Aus dem angelsächsischen Raum sind freilich ganz andere Beispiele bekannt. «L.A. Law» vom Network NBC etwa, das noch heute deutlich nahbarer und moderner aussieht als das infantile «Alles was recht ist», obwohl es mittlerweile über zwanzig Jahre auf dem Buckel hat. Genauso natürlich David E. Kelleys goofige, hinsichtlich der Komplexität ihrer rechtlichen Materie aber nicht anspruchslose Anwaltsserien, primär sein hervorragendes «Boston Legal».

Dass auch die Briten das Know-How für intelligente Justizserien haben, konnten sie spätestens im Februar 2011 beweisen, als die BBC die Premiere von «Silk» auf Sendung schickte. ZDFneo zeigt das Format ab Dienstagabend. Im – nicht nur, was hochwertiges serielles Erzählen angeht – fernen England ist es bereits im März dieses Jahres nach 18 Folgen ausgelaufen.

Die Hauptfigur heißt Martha Costella und arbeitet als Rechtsanwältin in einer angesehenen Londoner Kanzlei.

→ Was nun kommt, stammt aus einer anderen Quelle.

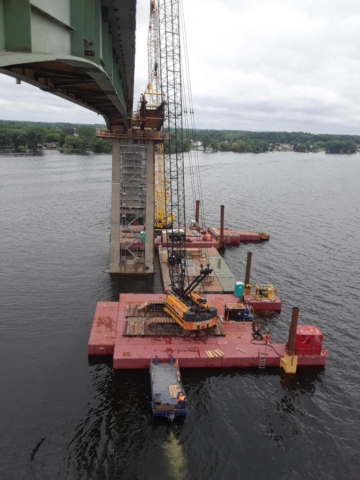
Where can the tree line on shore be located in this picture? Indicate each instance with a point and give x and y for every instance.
(257, 142)
(18, 136)
(33, 136)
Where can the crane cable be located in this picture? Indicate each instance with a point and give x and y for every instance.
(194, 166)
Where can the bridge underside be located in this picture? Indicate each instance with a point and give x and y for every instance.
(81, 50)
(77, 81)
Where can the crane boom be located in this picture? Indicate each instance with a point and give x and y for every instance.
(171, 88)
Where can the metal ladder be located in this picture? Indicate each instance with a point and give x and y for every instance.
(262, 359)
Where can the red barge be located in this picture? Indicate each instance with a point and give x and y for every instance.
(233, 346)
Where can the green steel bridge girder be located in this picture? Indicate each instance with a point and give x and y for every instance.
(81, 50)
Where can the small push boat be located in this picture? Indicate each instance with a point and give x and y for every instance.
(167, 391)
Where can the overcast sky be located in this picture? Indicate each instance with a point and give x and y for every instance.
(254, 64)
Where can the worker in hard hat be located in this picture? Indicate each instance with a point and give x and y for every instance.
(180, 397)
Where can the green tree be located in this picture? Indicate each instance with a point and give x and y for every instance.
(75, 143)
(206, 142)
(100, 146)
(87, 132)
(34, 137)
(18, 139)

Um künftig eine größere Freiheit bei der Auswahl ihrer Fälle zu haben, will sie in den elitären Rang der Kronanwälte, des Queen's Counsel, aufsteigen. Im englischen Juristensprech nennt man das taking silk – daher auch der Serientitel.

Die deutsche Synchronfassung tut sich natürlich schwer damit, die angelsächsische juristische Fachterminologie sinnvoll ins Deutsche zu übertragen. Die grundsätzlichen Strukturen, für die es im deutschen Rechtssystem keine Entsprechung gibt, sei es die Aufteilung des Anwaltsberufs in Barrister und Solicitor oder die vertrackten Beweisregeln bei einem Prozess vor Geschworenen, muss der interessierte Zuschauer freilich kennen oder mühsam recherchieren. Vor dem Hintergrund deutscher Justizserien ist das vielleicht aber gar nicht so viel verlangt: Schließlich haben deutsche Drehbuchautoren mit ihren Sandkastenvorstellungen hiesiger Gerichtsverfahren einiges zur Anglifizierung der Vorstellungen prozessualer Abläufe bei ihren Zuschauern beigetragen. Oder höre ich da einen Einspruch?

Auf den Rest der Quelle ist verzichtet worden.